A mid-90s small 4-door sedan would be a good bet. Get something popular enough to have easy access to repairs and parts. A 4 door domestic will usually give you more car for the money, and be more likely to be better maintained than a coupe or sports car. If you wanted to keep it long term, you'd do better to pay more for a Honda or Toyota instead of a domestic.

After 6 months, you can sell it for close to what you paid for it. It will have airbags, antilock brakes, and comfort. A motorcycle would be a blast to ride, but for daily commuting and dealing with possible rain and wind, I would rather have the comfort and safety of a car.

Just a data point: I bought a 96 Grand Am in great shape for $1800. I'm planning on driving it at least a couple of years.
posted by The Deej at 7:53 AM on February 18, 2008


My mother has lived in San Francisco and has taught at Santa Rosa Jr College for years. I've gone along for the ride on many occaisions. The commute is brutal, full of accidents, and I (personally) would never do it on a bike. Make sure you're cool with this particular 100 mile stretch in addition to 100 mile stretches in general before you decide on two wheel transport.
posted by YoungAmerican at 8:55 AM on February 18, 2008


Thanks for the ideas.

The big attraction of a bike is being able to park in SF (in the Haight), though a car would obviously be safer and more comfortable. Any other suggestions for bike model, good for a woman, under $1500, maybe a bit bigger motor than the EX250?
posted by airplain at 9:36 AM on February 18, 2008


Oh, really now, are you committed to riding a motorcycle on poor weather days? I am not that familiar with the area, but doesn't it get cold up there sometimes. Does it rain? Fog? Riding a bike in the rain is no fun. You can deal with all this, but are you sure you want to? Just think it through.
posted by d4nj450n at 1:06 PM on February 18, 2008


Riding a motorcycle in the winter in the bay area, especially on the freeway, gets very cold. If I had to get out of bed every morning and get on a bike and ride 60 miles on the freeway or Hwy 1, I'm not sure I could do it, and I love riding my motorcycle.

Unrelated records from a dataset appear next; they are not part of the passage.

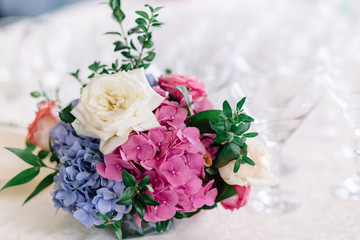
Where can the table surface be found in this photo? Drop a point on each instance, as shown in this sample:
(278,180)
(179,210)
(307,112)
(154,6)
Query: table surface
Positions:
(320,215)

If you have warm gear, a helmet with a fog-free shield and the patience to take it easy, it might work. For a long commute though, I'd probably go with a car, where you can listen to the radio and look around a little bit. You just have to be so much more alert and focussed on a motorcycle than in a car I think it would be exhausting.

I have a 1986 Honda Nighthawk 450 that is still a little weak for long freeway rides, so I'd get something even bigger, but you could still find something reasonable for around $1500 or less.